RE: Apply-templates - how to omit top level element ta
At 03:30 PM 9/8/2005, you wrote:
To understand http://www.w3.org/TR/xpath requires you to understand the terms in the way they are used, which for a newbie, requires chicken-or-egg logic. Examples help the newbie learn the context in which the terms are applies so that they can they learn the subject which the terms are used to describe.
I think this is the case with any non-trivial undertaking.
Just an observation, but I think one reason XSLT has not taken off more than it has is because it is so difficult to learn, and my intuition tells me that is shouldn't have to be that difficult but the terms used to describe things and the required mental model are not easy to pick up, so many people don't.
That may be true, but if so it's a glass-half-empty argument.
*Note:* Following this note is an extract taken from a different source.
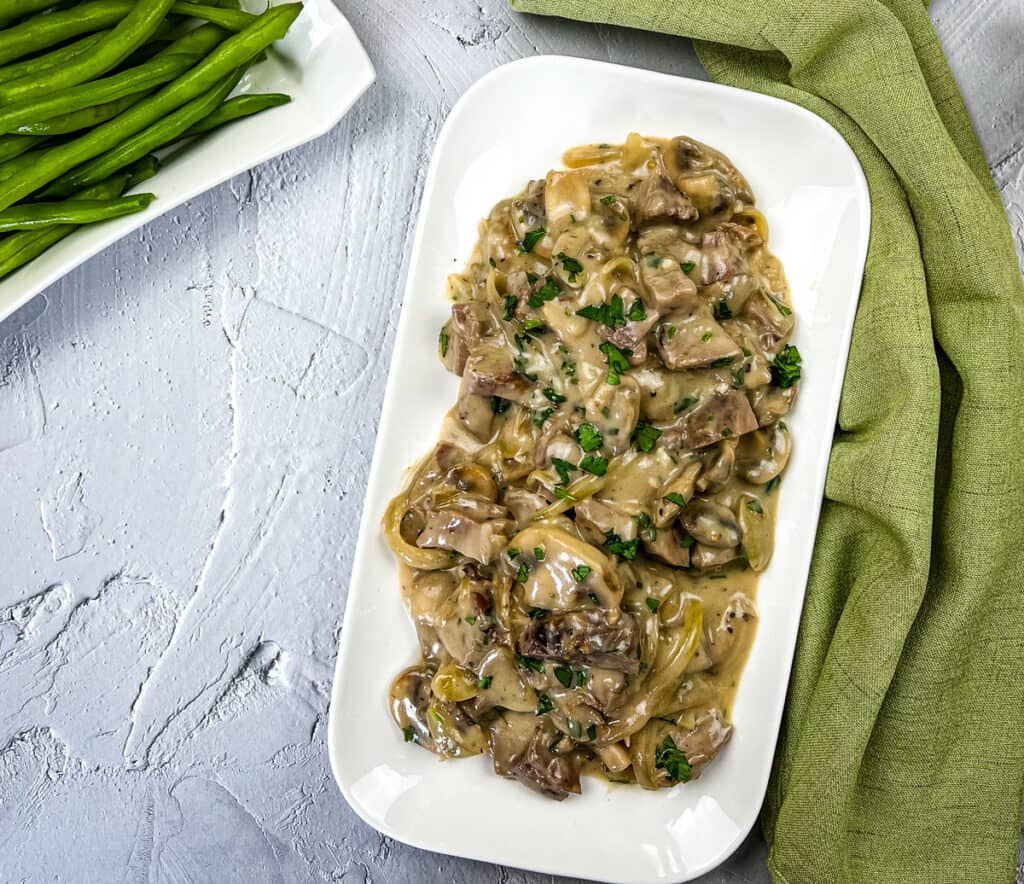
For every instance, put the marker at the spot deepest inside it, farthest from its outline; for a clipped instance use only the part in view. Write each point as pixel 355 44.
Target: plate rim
pixel 368 534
Some would say that XML/XSLT has taken off, phenomenally well actually, and that accordingly it's been a victim of its own success, since it's being taken up by all kinds of people who don't understand the principles on which the technology is based, and discover they don't actually have much sympathy with those principles when they encounter them. Who's to blame for this?
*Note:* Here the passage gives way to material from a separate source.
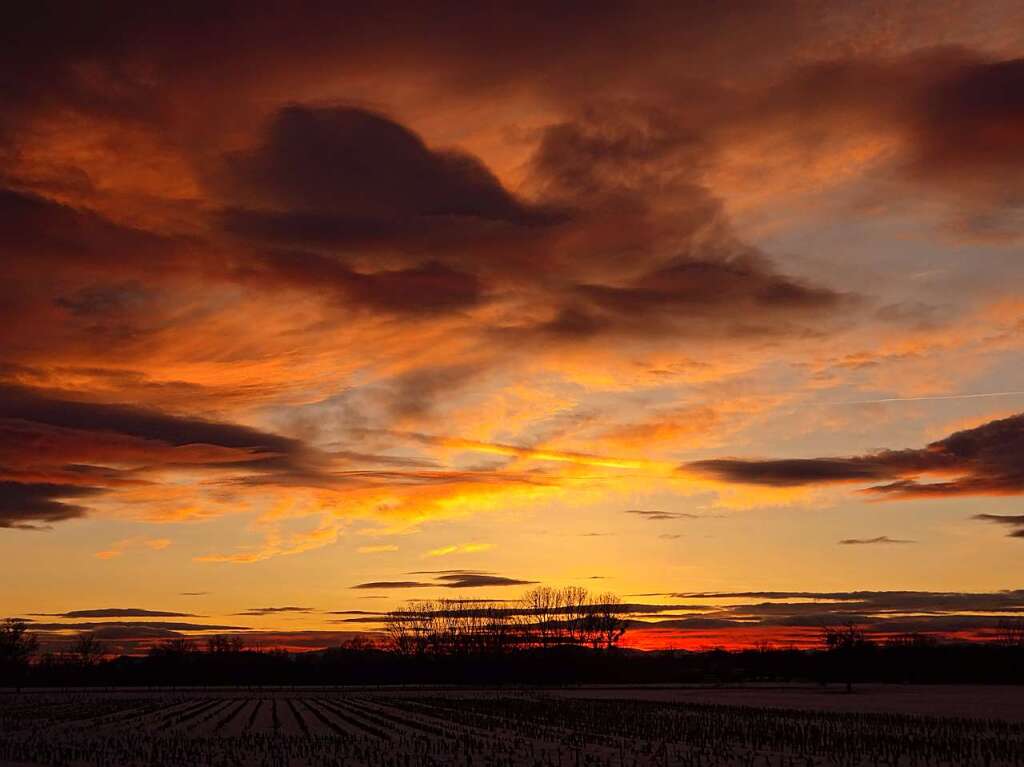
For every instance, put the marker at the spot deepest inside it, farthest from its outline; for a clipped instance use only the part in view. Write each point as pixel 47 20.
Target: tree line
pixel 545 616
One of the deeper principles is "it's better to understand and control your own data format than it is to cede that control to a software vendor whose objectives are aligned with yours only incidentally, if at all".
There are plenty of organizations for whom that may not be true. If you are a happy member of the mass of people and organizations whose every desire is anticipated by the developers of proprietary "Office" packages, and who have the budget to follow the upgrade path dictated by the vendor, and who never expect to migrate that data off that platform ... then go with the vendor. It's certainly easier to spend a few hundred than it is to learn an entirely new tech that requires you to get your hands dirty.
For example, my editorial team for http://www.howtoselectguides.com/ is pushing me to drop the use of XML publishing and move to publishing in Word. Doing that will kill my ability to use the content in numerous contexts, but because XML/XSLT is so difficult for the laymen, I may be forced to.
It sounds like you and your group could do with a little sympathetic training. XML is basically simple, but its ramifications are deep and complex and potentially reach into everything you do with electronic data. Many organizations find it liberating to have this power; others find the responsibility bewildering and would rather have "the experts" do it. This can be fine until you discover the experts have something else in mind.
P.S. Does anyone know a really good WYSIWYG editing tool that doesn't get in the way but still supports editing XML to a schema? We can't seem to find one...
The key question is "what do you mean by 'schema'" -- if a W3C XML Schema, I'd recommend looking at XMetaL (now from BlastRadius I think). Unfortunately, the question is off topic on the list, which is about XSL.